J'ai jeté des regards affolés autour de moi, car je ne savais plus d'où provenaient ces bourdonnements. En un clin d'œil, les lumières se sont éteintes et j'ai eu l'impression de ne plus être chez moi. Certaines pièces de la maison semblaient plus grandes, et d'autres beaucoup plus petites, comme si elles avaient pris vie. Je me suis avancé vers le lavabo pour me rincer le visage quand mon cœur a commencé subitement à s'affoler pour une raison que j'ignorais. J'ai aperçu mon visage qui était affreusement pâle, et mes yeux semblaient difformes. Je me suis mis à me fixer droit dans les yeux, car je ne voulais pas contempler la chose que je pouvais brièvement voir au coin de l'œil.   
   
Brusquement, mon appréhension a laissé place à une peur indescriptible.
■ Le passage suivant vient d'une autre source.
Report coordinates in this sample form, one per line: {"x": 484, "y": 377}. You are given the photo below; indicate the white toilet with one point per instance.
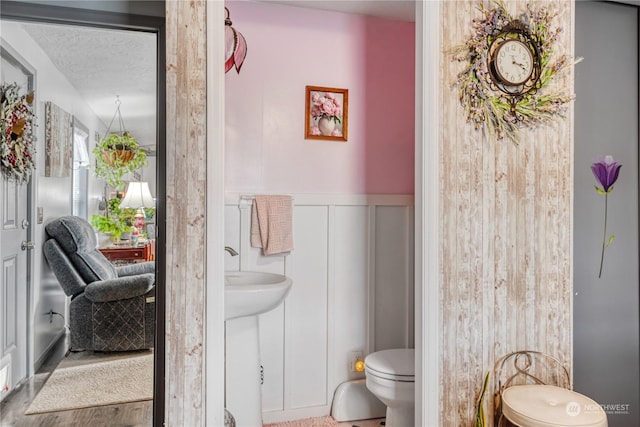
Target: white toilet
{"x": 390, "y": 376}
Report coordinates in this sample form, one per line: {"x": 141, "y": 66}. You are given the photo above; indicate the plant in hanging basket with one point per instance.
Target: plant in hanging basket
{"x": 117, "y": 155}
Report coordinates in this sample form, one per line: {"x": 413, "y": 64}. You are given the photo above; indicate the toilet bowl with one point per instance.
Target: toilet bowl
{"x": 390, "y": 376}
{"x": 550, "y": 406}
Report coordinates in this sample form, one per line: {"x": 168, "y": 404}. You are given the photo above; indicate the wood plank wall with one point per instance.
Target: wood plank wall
{"x": 506, "y": 233}
{"x": 186, "y": 184}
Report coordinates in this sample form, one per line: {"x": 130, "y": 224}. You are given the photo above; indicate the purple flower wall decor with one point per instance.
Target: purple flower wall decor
{"x": 606, "y": 172}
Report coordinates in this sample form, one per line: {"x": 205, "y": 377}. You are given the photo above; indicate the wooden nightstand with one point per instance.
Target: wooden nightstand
{"x": 139, "y": 253}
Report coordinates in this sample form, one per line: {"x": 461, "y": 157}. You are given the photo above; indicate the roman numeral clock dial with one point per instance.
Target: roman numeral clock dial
{"x": 514, "y": 62}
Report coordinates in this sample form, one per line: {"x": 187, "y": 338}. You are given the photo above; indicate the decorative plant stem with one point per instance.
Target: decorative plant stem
{"x": 604, "y": 235}
{"x": 606, "y": 172}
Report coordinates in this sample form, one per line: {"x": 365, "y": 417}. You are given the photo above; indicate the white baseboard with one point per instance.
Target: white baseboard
{"x": 295, "y": 414}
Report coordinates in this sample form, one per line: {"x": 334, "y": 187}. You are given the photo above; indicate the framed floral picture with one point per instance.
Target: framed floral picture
{"x": 326, "y": 113}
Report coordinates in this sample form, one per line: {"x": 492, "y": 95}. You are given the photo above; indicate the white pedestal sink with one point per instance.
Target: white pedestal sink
{"x": 247, "y": 294}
Soudainement, j'ai voulu quitter ma maison le plus rapidement possible. C'était l'ombre. Elle se trouvait juste derrière moi. J'ai fermé les yeux aussi fort que possible. Je me suis tourné en priant de tout mon cœur que cette chose ne m'attrape pas comme elle avait essayé l'année précédente.  
   
« Je vais te bouffer et te découper », avait dit une voix qui se répétait dans ma tête mais qui ne semblait pas être la mienne. Puis je suis précipitamment parti de chez moi pour, cette fois, ne plus jamais y retourner.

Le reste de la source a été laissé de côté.